Nearly 15 years have passed since the theater department at North Hennepin Community College presented its last musical. But it's making a noteworthy comeback with the first local production of "The 25th Annual Putnam County Spelling Bee."

A national touring company previously staged the Tony Award-winning Broadway musical in the Twin Cities, but North Hennepin's will be the first college theater in Minnesota to present it, according to theater director Mike Ricci.

"As soon as it was announced that the play was being released for productions across the country, I called the New York office and secured the rights immediately," he said.

Although Ricci, who arrived at the school in August, can't vouch for what caused the lull in the theater's musical history -- a mid-1990s performance of "Kiss Me Kate" appears to have been its last musical -- he chalked it up to budgetary wrinkles and not an aversion to the form. Before him, there hadn't been a full-time theater director on staff for four years, he said.

So it was up to Ricci to track down a choreographer, a music director and a small instrumental ensemble to go into the recently-dusted-off orchestra pit.

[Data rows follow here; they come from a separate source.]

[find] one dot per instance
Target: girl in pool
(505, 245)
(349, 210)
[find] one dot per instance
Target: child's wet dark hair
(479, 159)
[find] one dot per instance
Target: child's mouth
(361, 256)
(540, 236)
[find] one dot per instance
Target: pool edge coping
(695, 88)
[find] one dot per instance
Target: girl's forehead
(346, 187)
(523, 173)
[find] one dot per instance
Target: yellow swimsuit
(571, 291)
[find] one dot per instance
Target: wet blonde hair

But it's been worth the time and energy, he said.

" 'Spelling Bee' is clever, well-written and fun."

The production will open on April 16. Coincidentally, another musical at another area college that hasn't staged one in years -- "Cabaret" at Century College in White Bear Lake -- will open the same night.

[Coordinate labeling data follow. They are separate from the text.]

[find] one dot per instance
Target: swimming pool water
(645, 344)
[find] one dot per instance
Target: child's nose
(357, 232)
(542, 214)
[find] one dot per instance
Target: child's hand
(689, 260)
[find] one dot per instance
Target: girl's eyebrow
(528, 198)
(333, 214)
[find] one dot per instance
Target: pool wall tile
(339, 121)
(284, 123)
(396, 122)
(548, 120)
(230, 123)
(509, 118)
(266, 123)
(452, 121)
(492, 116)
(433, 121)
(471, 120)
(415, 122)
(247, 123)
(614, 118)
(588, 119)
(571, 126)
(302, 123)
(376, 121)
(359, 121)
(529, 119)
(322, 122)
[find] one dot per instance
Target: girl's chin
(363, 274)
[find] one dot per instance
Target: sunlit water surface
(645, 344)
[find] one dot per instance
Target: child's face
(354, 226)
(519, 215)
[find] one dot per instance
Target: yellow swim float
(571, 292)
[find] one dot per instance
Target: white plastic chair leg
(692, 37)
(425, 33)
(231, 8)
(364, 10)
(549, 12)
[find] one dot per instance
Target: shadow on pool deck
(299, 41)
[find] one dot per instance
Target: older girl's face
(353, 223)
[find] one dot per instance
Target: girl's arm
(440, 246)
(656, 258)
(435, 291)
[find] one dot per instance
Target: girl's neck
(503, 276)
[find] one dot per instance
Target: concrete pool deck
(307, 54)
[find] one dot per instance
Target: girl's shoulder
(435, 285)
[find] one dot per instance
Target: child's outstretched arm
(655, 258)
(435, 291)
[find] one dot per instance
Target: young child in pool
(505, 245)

The play focuses on the personal journeys of six awkward, overachieving adolescents whose insecurities and aspirations ooze out during an intense regional spelling bee at the fictional Putnam Valley Middle School.

"Spelling Bee's" so-called grownups -- including a "comfort counselor" who comes armed with juice boxes and words of encouragement -- are similarly off-kilter. The show, which features music and lyrics by William Finn and a book by Rachel Sheinkin, calls for a minimal set and stage effects and only about nine cast members.

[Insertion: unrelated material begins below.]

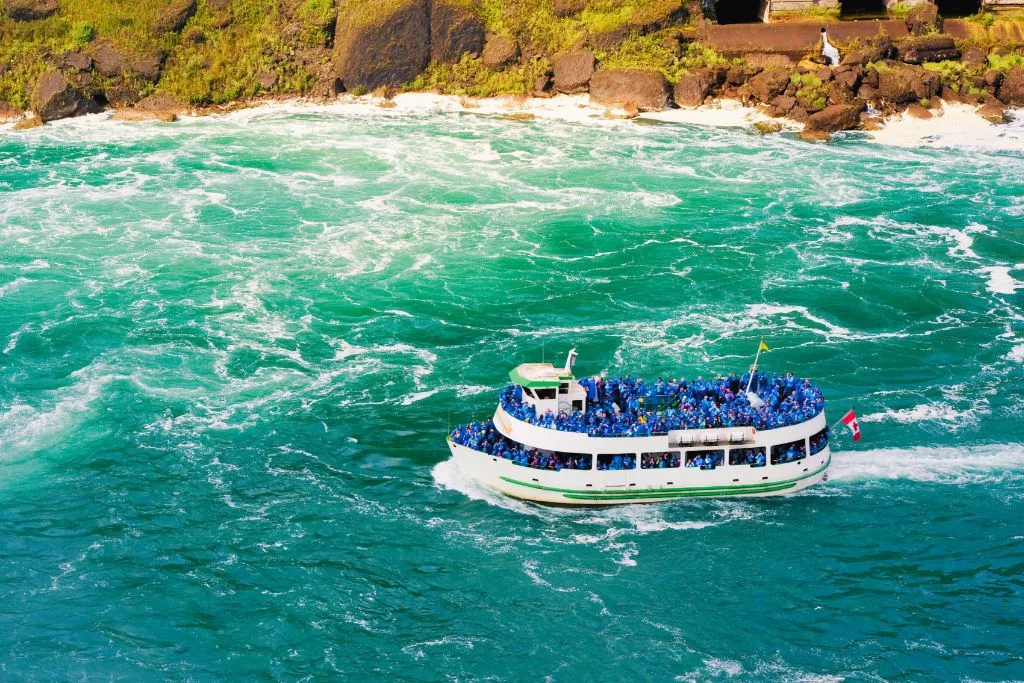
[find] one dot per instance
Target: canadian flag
(850, 420)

The original production was rated R, but the college is offering separate performances for general and mature audiences.

For each performance, four audience members are randomly brought onto the stage that has been re-imagined as a school gymnasium, to be pitted against the other spellers.

"It's fascinating how spelling bees have grown and gained a place in our society," said Ricci, noting that ESPN now broadcasts a national spelling competition. "It's nice that spellers get their due."

Some of the cast members can relate. Callan Korpi, who plays Rona Lisa Peretti, an administrator with a zeal for spelling, said it helps that she had a penchant for stringing letters together herself as a youngster.

Similarly, to get into his part as the hippy Leaf Coneybear, the expressive Carter Roeske is trying to channel his 12-year-old self -- or, as he put it, regressing. Roeske, who wears a yellow crash helmet and matching kneepads as a kind of pseudo-armor connoting his character's fragility, said convincingly, "This [character] is me."

True to form, at a rehearsal Roeske sustained a minor injury while swinging on a rope Tarzan-style (during a song appropriately called "Pandemonium"). Despite the painful stunt, he's happy to be in the bee.

Anna Pratt is a Minneapolis freelance writer.